Whatever Reflections’ next hit will be, there’s no doubt that it will play to the studio’s strengths. In a certain corner of the building – literally behind locked doors – there are unannounced titles under development, but it doesn’t take a genius to guess what types of games they might be.
“It’s the way the industry is going – games are becoming open world and online,” says Musson. “With our experience and heritage, why would we not be there?”
So fingers crossed for a new-gen Driver soon, then.
AN INDIE IN TRIPLE-A CLOTHING
Reflections is presented to us as ‘a triple-A studio with an indie spirit’ – but how can a developer that is owned by one of the world’s largest publishers ever claim to be indie?

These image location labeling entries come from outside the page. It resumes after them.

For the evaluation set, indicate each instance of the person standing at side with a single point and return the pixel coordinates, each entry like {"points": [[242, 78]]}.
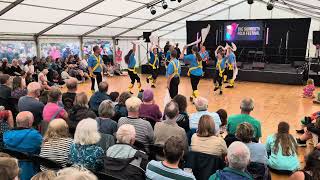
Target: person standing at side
{"points": [[95, 67]]}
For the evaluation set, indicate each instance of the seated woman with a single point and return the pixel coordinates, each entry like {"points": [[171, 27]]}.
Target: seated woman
{"points": [[311, 128], [122, 160], [311, 170], [84, 151], [205, 141], [56, 142], [105, 123], [43, 80], [282, 150], [52, 110], [258, 152], [18, 90], [121, 109], [148, 108], [79, 111]]}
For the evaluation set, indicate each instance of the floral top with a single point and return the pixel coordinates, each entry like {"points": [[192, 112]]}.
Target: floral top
{"points": [[17, 93], [89, 156]]}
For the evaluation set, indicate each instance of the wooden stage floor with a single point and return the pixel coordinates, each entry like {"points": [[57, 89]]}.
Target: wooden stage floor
{"points": [[273, 103]]}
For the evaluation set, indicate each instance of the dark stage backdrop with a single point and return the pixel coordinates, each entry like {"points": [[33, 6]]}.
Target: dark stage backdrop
{"points": [[277, 50]]}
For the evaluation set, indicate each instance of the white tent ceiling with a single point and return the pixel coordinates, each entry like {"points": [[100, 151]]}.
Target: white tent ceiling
{"points": [[130, 18]]}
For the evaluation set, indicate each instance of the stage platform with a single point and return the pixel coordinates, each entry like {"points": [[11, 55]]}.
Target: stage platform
{"points": [[272, 73]]}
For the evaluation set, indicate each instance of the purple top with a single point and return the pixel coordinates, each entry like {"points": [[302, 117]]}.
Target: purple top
{"points": [[150, 111]]}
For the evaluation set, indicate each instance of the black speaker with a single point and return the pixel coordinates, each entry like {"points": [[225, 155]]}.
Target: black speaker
{"points": [[316, 37], [146, 36]]}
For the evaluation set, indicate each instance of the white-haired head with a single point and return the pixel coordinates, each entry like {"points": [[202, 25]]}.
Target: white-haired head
{"points": [[126, 134], [238, 156], [87, 132]]}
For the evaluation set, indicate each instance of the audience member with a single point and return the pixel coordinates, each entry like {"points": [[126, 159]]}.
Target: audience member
{"points": [[24, 139], [9, 167], [202, 109], [79, 111], [105, 124], [238, 158], [52, 110], [183, 118], [74, 173], [144, 131], [169, 168], [45, 175], [31, 103], [148, 108], [84, 150], [56, 142], [311, 169], [69, 97], [17, 88], [258, 152], [122, 160], [206, 141], [282, 150], [99, 96], [246, 107], [168, 128], [121, 109]]}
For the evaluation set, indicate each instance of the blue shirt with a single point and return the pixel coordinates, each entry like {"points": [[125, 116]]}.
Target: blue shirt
{"points": [[195, 118], [192, 59], [92, 61], [132, 61]]}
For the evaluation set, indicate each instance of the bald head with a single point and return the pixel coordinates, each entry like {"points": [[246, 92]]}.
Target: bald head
{"points": [[201, 104], [34, 89], [246, 105], [24, 119]]}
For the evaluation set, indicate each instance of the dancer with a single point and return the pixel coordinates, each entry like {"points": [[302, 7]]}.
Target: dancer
{"points": [[95, 67], [173, 74], [220, 67], [131, 61], [195, 70], [205, 57], [154, 66], [231, 65]]}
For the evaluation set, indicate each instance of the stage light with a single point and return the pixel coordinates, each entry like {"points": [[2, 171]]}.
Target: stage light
{"points": [[250, 1], [153, 10], [164, 5]]}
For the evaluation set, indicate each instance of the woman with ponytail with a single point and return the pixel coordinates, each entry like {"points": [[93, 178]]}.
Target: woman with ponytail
{"points": [[282, 151], [131, 62], [195, 70]]}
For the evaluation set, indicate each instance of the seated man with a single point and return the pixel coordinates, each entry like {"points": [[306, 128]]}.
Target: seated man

MD Pauline Jacquey says this refers to both Reflections’ roots and how it operates today: “This started with Martin Edmonson creating games in his bedroom in ‘84. It was just a group of friends doing something adventurous together, and this spirit is still very much alive in the studio today.
“People can pitch things in a ‘bottom up’ way. It’s not like there’s a big plan that’s totally solid – we build the plans with the rest of the team, so it’s pretty organic and iterative.”
Producer Will Musson adds: “Everyone has a voice, even the interns and junior developers. This creates what we like to think of as an indie spirit and we hope they want to be part of a team.
“The overall feeling is very much as it was in the early days: everyone here is very much part of something big. Granted that ‘big’ has got bigger, but everyone’s part of it. And there’s a lot more movement within staff; you’re not just stuck on one project. You can move from team to team.”
The studio also has a small experimental group – less than ten people, a mix of experts and interns – that work on new prototypes for new tech and games.
“They’re working like we would have done in the ‘80s or ‘90s, or like start-ups are doing nowadays,” says Jacquey. “It allows us to take risks and make mistakes – although, hopefully not too many. And hopefully, we’ll find something special.”